Parmi le reste du casting, il sera particulièrement apprécié Elden Henson dans le rôle de Fulton Reed, le gaillard qui a une puissance de tir phénoménale ; Shaun Weiss dans le rôle de Greg Goldberg, le gardien un peu enrobé et particulièrement peureux ; Marguerite Moreau dans le rôle de Connie Moreau, la fille au caractère bien trempé ; Brandon Adams et Jussie Smollett respectivement dans les rôles de Jesse Hall et Terry Hall, les deux frères afro-américains ; Matt Doherty campant Lester Averman, le turbulent blagueur à lunette ; et enfin Vincent Larusso assumant le personnage d'Adam Banks, le joueur qui vient de l'équipe adverse.

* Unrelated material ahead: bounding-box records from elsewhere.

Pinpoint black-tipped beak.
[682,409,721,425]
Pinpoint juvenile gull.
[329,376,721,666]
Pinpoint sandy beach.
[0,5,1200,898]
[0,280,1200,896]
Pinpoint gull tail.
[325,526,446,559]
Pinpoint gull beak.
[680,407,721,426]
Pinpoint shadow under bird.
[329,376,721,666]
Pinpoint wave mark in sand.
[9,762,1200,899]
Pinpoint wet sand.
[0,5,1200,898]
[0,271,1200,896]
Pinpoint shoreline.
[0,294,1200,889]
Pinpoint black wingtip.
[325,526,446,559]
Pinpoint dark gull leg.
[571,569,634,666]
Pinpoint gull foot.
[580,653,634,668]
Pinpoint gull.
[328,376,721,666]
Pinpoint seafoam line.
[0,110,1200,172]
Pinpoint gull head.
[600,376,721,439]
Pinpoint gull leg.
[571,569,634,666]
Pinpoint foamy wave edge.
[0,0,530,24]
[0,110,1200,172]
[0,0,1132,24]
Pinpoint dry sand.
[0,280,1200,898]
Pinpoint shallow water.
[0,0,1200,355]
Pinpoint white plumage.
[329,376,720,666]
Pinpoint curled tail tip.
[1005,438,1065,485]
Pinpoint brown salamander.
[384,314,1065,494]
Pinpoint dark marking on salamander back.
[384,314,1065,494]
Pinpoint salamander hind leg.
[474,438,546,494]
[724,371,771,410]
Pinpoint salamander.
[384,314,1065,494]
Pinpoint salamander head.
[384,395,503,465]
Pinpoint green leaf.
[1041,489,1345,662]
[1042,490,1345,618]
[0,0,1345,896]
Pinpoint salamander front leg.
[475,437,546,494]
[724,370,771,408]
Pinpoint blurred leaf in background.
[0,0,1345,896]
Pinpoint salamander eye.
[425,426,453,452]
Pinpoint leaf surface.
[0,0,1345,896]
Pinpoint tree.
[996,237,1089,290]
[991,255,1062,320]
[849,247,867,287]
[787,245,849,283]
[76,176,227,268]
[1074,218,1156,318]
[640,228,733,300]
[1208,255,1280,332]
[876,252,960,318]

Si Les Petits Champions se fait descendre par la critique, le film est néanmoins un succès. Avec un budget de 14 millions de dollars, il en rapporte au moins 50 millions rien qu'au États-Unis. Et sa réussite est encore plus probante en vidéo. Au fil des années, le long-métrage devient culte pour toute une génération. En France, le film proposé le 24 mars 1993 au cinéma et n'attire alors que 164 000 spectateurs. Pour autant, sa popularité grandit également grâce à la vidéo. Ce succès inattendu incite Disney à faire prospérer le film au point d'en créer une franchise. Deux autres opus voient ainsi le jour, même s'ils n'obtiendront pas le même succès en salles, mais avec tout de même une réussite suffisante pour être rentables : Les Petits Champions 2, le 25 mars 1994, et Les Petits Champions 3, le 4 octobre 1996. Une série télévisée animée voit aussi le jour, Mighty Ducks - Les Canards de l'Exploit, diffusée entre le 7 septembre 1996 et le 10 janvier 1997 sur la chaîne ABC. Elle met en scène des canards extra-terrestres joueurs de hockey sur glace. Bien plus tard, le 26 mars 2021, Disney+ propose une série inédite, à prises de vues réelles cette fois-ci, Les Petits Champions : Game Changers, et fait même revenir l'acteur Emilio Estevez dans le rôle de Gordon Bombay.
Logo des Mighty Ducks d'Anaheim de 1993 à 2005
En attendant, à l'époque, Les Petits Champions provoque, en tout cas, une belle vague d'engouement pour le hockey sur glace auprès des jeunes Américains. Et le succès du film va donner une idée incongrue à Michael Eisner dans son envie de faire fructifier l'aura du film. The Walt Disney Company obtient en effet de la Ligue Nationale de Hockey, le 10 décembre 1992, l'octroi d'une franchise qui se voit immédiatement valorisée par l'installation de l'équipe des Mighty Ducks à Anaheim, une ville située dans la banlieue de Los Angeles et présentant l'avantage d'abriter Disneyland Resort. Les joueurs sont ainsi les premiers locataires de l'Anaheim Arena, bientôt renommée Arrowhead Pond of Anaheim avant de devenir le Honda Center. L'équipe devient très vite très populaire auprès du jeune public. À tel point d'ailleurs qu'en 1996, au pic de leur célébrité, le marchandisage de Ligue Nationale de Hockey qui rapporte environ un milliard de dollars par an est constitué à 80% de produits à l'effigie des Migthy Ducks. Mais l'aura de l'équipe va petit à petit faiblir. Finalement, The Walt Disney Company restera propriétaire de l'équipe jusqu'en 2005 avant de la revendre à des particuliers qui la rebaptisent, sobrement, les Ducks.
Les Petits Champions est un film sportif pour le jeune public particulièrement efficace. S'il doit lui être pardonné son entame avec ses blagues par trop enfantines, l'opus se rattrape très vite et propose une histoire divertissante portée par des acteurs attachants. Rien d'étonnant dès lors à ce que Les Petits Champions soit devenu culte pour de nombreux jeunes spectateurs de l'époque.